Il faut soit une alim' externe, soit le alimenter le disque via le second port usb (câble en Y) de ton iBook.


----------



## isoyann (12 Février 2010)

Bonsoir, petite précision le disque monte une foi sur 5/6 après un re-boot s il est branché ...
Je ne comprend pas ... Help !!!


----------



## Tox (13 Février 2010)

Comme on te l'a proposé, essaie avec un câble en Y. S'il monte à chaque fois, avec ce câble, tu as la solution à ton premier problème. Pour l'iPod, c'est un peu plus étrange...

Dans un premier temps, regarde dans "Informations système" le statut de tes ports USB.


----------



## pascalformac (13 Février 2010)

et un truc
quand ca n'apparait pas sur le bureau ( pour X raison )

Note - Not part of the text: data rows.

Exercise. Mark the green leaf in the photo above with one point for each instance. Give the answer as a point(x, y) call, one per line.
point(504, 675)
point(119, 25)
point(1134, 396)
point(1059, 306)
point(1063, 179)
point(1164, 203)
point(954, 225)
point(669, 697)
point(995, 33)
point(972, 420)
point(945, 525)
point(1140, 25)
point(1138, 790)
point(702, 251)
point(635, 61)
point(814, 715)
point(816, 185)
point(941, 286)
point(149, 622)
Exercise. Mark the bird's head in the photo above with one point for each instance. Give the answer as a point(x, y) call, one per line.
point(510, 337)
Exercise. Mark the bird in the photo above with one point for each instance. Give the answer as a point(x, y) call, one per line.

passer par  utilitaire disque
qui voit et peut  monter
et si UD n'y arrive pas , là  c'est plus préoccupant


----------



## isoyann (13 Février 2010)

Merci pour vos réponses j essaie ça ce soir .


----------



## isoyann (14 Février 2010)

bonjour à tous, à priori tout est rentré dans l ordre, même si j ai pas bien compris pourquoi ...
Merci


----------



## Tox (14 Février 2010)

Si un disque externe ne fonctionne pas sur un port usb, il peut mettre hors-circuit provisoirement le port. Il faut ensuite un redémarrage pour que tout rentre dans l'ordre.


----------